Palin ratchets up absurd and offensive defense of Dr. Laura, claims they've been "shackled" by critics
You would think that in a discussion about racial insensitivity and the use of the n-word by a prominent conservative media figure, you might want to avoid a loaded word like "shackled" or "shackles." And yet, Sarah Palin goes there  in her latest Facebook missive:
I can understand how she could feel "shackled" by those who would parse a single word out of decades of on-air commentary. I understand what she meant when she declared that she was "taking back my First Amendment rights" by turning to a new venue that will not allow others the ability to silence her by going after her stations, sponsors, and supporters.
Lets begin with the idea that anybody has shackled Palin or Schlessinger. They are both well-off media figures in the 21st century. Unlike slaves who were actually shackled and in shackles, neither Palin or Schlessinger are anyone's property, and they both have the freedom to speak, marry, vote, and engage in all the other privileges of being a citizen of the United States. In other words, they aren't shackled at all. Here is Palin  in her home, free to go as she pleases, and here is  the very un-shackled Dr. Laura in what looks like a nice home. By comparison, here is a drawing of a person  that was in shackles. Just so we're clear.
As to the substance, such as it is, of Palin's complaint -- nobody is parsing "a single word" out of Schlessinger's rant. What is at issue here is her repetition  of the n-word eleven times in the middle of an argument that because African-American comics on HBO use the word, she should be able to use it with abandon. In addition, Schlessinger argued that her African-American caller "had a chip on [her] shoulder" because she supposedly had "hypersensitivity" about racial language which has been "bred by black activists." Schlessinger also argued that "We've got a black man as president, and we have more complaining about racism than ever," and that if you are "that hypersensitive about color and don't have a sense of humor, don't marry out of your race."
In the eyes of Palin, this is all apparently "one word."

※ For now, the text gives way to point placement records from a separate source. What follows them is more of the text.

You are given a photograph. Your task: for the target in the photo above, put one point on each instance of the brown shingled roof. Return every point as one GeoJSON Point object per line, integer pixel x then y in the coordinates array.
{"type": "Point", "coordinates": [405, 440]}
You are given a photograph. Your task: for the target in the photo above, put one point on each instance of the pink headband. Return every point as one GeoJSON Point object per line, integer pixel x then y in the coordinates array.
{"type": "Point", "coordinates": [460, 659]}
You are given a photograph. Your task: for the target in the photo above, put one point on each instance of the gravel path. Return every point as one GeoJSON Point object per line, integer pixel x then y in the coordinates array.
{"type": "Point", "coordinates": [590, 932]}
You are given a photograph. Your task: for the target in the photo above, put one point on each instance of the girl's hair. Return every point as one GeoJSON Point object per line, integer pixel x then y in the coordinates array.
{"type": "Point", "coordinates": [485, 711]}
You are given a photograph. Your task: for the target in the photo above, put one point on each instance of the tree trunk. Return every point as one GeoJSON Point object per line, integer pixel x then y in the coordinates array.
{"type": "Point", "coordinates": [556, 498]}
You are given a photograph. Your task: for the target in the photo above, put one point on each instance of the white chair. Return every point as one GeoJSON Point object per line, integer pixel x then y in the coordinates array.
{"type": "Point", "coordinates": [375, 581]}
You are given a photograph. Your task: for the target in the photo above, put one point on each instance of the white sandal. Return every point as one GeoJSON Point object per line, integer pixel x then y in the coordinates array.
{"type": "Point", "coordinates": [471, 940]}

Despite her and Schlessinger's complaint about purported denial of First Amendment rights, there is no constitutional right to a radio program. The first amendment clearly discusses the freedom of speech and religion and assembly, but it does not prohibit criticism and commentary of a radio broadcast which is what Media Matters and others have done here. Palin and Schlessinger are free to say what they wish, without fear of government-sanctioned censorship, but at the same time their commentary isn't immune from speech and actions which may run in a contrary direction.